By Liam Sigaud & Markus Bjoerkheim of Mercatus.
"The expansion of Medicaid under the Affordable Care Act has reduced the uninsured rate and increased healthcare use. But in “Did Medicaid Expansion Improve Health? Nine Years of Follow-Up Data Show Limited Impact,” Liam Sigaud and Markus Bjoerkheim show how the program’s expansion has not achieved one of its central goals— improving the health of low-income adults.
An Under-Examined Issue
Since 2014, the expansion of Medicaid has resulted in the addition of more than 19 million new program recipients. Multiple studies have examined its effects on various areas—such as insurance coverage, access to care, use of medical services, and financial security. However, there is comparatively little research on the impact of Medicaid expansion on direct health measures and outcomes. Moreover, those studies that have been conducted typically focus on the effects over short time horizons (generally one to three years post-treatment) and find mixed results.
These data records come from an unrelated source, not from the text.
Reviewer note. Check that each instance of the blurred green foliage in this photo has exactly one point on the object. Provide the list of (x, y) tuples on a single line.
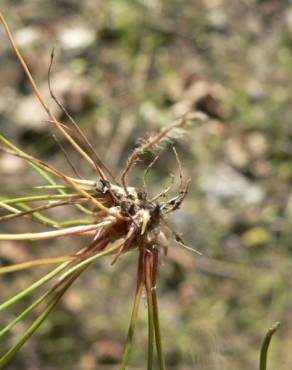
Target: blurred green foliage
[(137, 66)]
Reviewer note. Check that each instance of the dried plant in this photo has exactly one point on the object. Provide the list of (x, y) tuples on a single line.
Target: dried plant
[(119, 218)]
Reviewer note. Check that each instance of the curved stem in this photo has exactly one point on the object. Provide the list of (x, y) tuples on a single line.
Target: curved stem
[(148, 284), (156, 313), (133, 320)]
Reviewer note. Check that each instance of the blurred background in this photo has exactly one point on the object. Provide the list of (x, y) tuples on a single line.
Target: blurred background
[(124, 69)]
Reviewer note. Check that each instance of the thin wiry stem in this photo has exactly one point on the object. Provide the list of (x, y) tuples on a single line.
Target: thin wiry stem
[(40, 98), (65, 178), (156, 140), (133, 320), (148, 284), (159, 347)]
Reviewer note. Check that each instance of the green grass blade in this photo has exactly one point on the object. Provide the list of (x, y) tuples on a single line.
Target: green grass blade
[(115, 246), (33, 287), (265, 346), (36, 324)]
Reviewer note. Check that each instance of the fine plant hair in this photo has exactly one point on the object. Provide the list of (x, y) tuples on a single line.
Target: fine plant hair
[(117, 217)]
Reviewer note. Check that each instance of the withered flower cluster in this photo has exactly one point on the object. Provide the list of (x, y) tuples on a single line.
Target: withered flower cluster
[(119, 218)]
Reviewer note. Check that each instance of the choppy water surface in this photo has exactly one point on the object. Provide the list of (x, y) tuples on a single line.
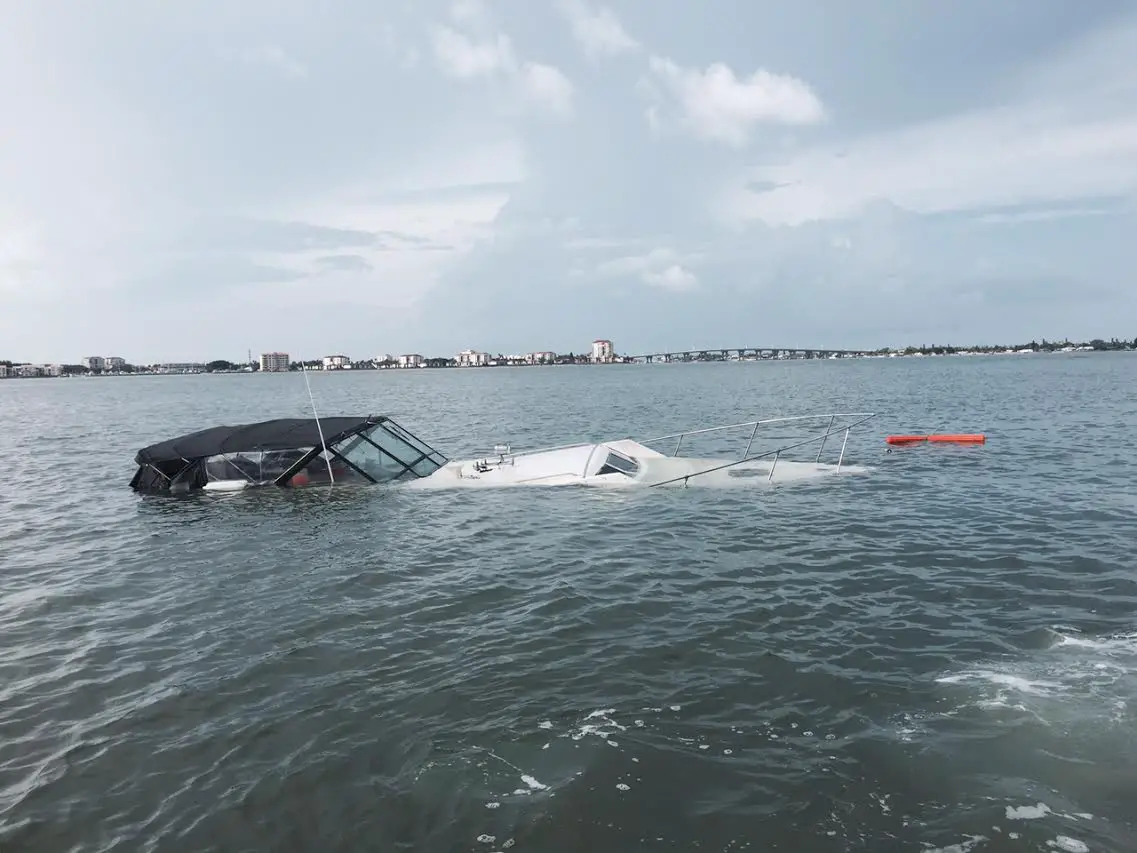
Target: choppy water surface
[(938, 654)]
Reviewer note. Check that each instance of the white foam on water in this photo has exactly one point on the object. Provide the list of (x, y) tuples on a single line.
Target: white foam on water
[(970, 843), (1071, 845), (1075, 679), (1028, 812), (533, 784)]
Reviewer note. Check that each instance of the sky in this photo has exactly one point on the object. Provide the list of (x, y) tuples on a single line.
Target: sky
[(193, 181)]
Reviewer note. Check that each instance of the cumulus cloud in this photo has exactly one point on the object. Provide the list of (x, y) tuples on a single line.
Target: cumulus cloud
[(672, 278), (662, 267), (1062, 134), (470, 56), (598, 31), (715, 105)]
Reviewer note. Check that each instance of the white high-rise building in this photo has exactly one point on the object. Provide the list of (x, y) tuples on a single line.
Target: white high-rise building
[(473, 358), (274, 362)]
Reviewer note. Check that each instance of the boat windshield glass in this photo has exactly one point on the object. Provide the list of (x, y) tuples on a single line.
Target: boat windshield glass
[(617, 463), (388, 453)]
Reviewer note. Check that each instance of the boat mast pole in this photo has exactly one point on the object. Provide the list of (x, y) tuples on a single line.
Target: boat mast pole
[(318, 427)]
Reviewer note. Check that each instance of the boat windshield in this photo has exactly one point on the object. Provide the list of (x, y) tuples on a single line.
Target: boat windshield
[(617, 463)]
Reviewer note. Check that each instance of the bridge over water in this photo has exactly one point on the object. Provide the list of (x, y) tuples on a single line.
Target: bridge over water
[(746, 353)]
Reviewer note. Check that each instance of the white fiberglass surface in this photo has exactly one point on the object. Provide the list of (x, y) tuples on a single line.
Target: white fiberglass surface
[(587, 465)]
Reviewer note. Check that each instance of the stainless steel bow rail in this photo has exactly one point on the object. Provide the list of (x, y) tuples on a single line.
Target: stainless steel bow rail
[(846, 425)]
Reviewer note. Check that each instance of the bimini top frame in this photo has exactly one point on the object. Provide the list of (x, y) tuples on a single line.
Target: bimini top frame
[(285, 452), (837, 422)]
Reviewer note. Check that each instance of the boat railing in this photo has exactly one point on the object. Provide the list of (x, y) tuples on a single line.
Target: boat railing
[(848, 421)]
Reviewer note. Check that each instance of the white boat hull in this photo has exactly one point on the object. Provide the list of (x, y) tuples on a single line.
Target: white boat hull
[(587, 465)]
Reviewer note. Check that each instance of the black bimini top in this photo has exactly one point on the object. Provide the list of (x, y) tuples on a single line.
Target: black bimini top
[(285, 452), (283, 433)]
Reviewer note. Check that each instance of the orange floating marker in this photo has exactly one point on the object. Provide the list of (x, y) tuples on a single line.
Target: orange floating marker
[(938, 438), (906, 439), (960, 439)]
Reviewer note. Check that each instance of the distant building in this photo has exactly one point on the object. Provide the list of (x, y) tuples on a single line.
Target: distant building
[(473, 358), (274, 362), (180, 367)]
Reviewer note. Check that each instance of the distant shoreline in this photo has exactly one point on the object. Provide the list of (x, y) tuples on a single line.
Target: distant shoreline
[(624, 361)]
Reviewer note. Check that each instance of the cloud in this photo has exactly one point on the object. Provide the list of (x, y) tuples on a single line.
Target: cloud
[(715, 105), (274, 58), (492, 56), (661, 267), (673, 278), (598, 31), (1057, 137)]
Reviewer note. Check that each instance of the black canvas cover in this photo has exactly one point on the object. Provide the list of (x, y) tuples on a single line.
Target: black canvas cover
[(282, 433)]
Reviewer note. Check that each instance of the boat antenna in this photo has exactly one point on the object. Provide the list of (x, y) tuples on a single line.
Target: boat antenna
[(331, 477)]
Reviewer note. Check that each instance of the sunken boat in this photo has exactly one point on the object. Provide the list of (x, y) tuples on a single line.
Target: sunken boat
[(289, 452)]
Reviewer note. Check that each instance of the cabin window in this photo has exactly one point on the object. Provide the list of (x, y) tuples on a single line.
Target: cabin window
[(617, 463), (255, 466)]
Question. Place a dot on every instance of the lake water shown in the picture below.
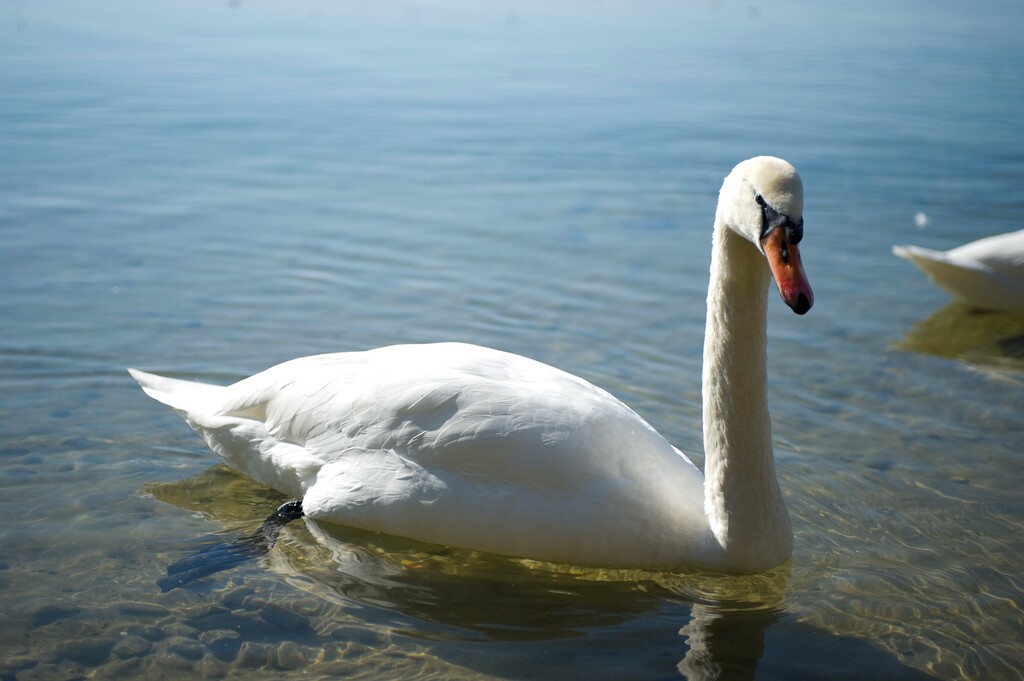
(207, 188)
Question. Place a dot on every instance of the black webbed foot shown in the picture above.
(218, 555)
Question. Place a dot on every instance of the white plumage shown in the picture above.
(464, 445)
(987, 273)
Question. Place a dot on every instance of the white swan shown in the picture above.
(987, 273)
(464, 445)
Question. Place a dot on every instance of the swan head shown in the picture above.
(762, 200)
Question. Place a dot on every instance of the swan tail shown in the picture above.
(187, 397)
(964, 279)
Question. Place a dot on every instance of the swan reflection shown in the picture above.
(699, 626)
(990, 340)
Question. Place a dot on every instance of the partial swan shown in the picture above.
(986, 273)
(469, 447)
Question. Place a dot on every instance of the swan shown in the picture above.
(464, 445)
(987, 273)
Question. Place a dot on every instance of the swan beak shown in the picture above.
(783, 258)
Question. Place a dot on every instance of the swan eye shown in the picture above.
(771, 219)
(795, 231)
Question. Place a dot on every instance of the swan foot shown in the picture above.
(219, 555)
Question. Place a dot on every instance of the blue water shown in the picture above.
(209, 188)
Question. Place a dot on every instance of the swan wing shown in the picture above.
(458, 444)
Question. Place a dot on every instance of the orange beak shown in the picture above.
(783, 258)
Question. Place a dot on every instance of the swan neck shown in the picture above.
(742, 501)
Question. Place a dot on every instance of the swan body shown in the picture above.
(465, 445)
(987, 273)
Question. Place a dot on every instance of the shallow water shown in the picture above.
(209, 188)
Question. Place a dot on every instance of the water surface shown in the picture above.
(209, 188)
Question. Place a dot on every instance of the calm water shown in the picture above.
(208, 188)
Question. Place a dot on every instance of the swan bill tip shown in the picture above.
(802, 305)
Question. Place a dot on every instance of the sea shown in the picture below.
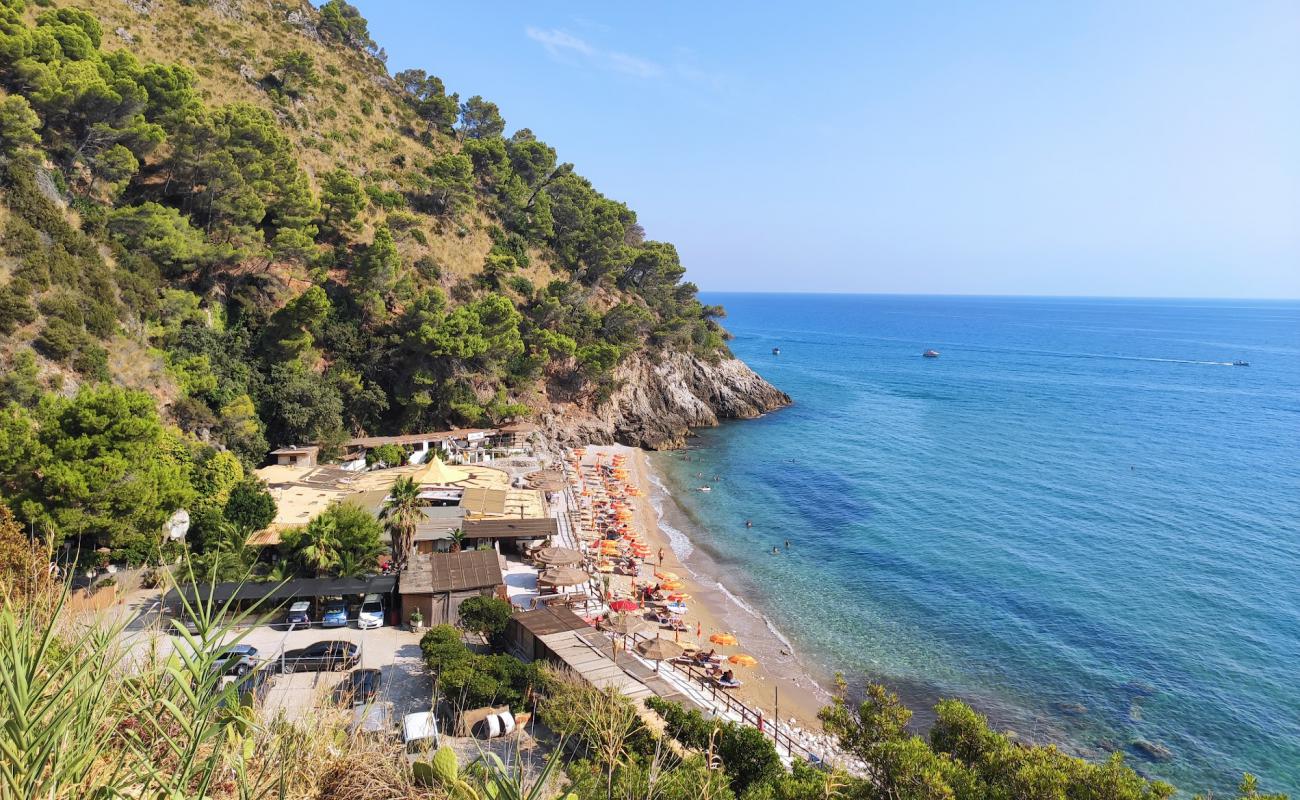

To examine the impact of Medicaid expansion on health, Sigaud and Bjoerkheim use data from telephone surveys that asked randomly selected American adults to rate their general, physical, and mental health on standardized scales. They tracked the effects of expansion for nine years after the policy’s implementation in most states, allowing potentially noteworthy effects to emerge with a lag.
A Program Failing to Meet Its Goals
The authors find little evidence that Medicaid expansion has meaningfully and durably affected the health of low-income individuals targeted to gain coverage.
- Such individuals reported being in better health (especially mental health) during the first few years immediately after the expansion was implemented.
- Health improvements appear to have been temporary and small in magnitude.
- After about three years, people who benefited from Medicaid expansion and those who did not are statistically indistinguishable on virtually all health measures. Some evidence even indicates a potential deterioration in some health outcomes among expansion recipients toward the end of the study period.
A Poor Return for Taxpayers
The cost of Medicaid expansion exceeds $140 billion per year, or about $800 per average US household. Yet this study suggests that Medicaid expansion has failed to show that it is worth the expenditure by taxpayers. The policy has not delivered durable health gains for the group targeted to receive insurance coverage, highlighting the limits of large-scale government programs in delivering lasting benefits to the poor."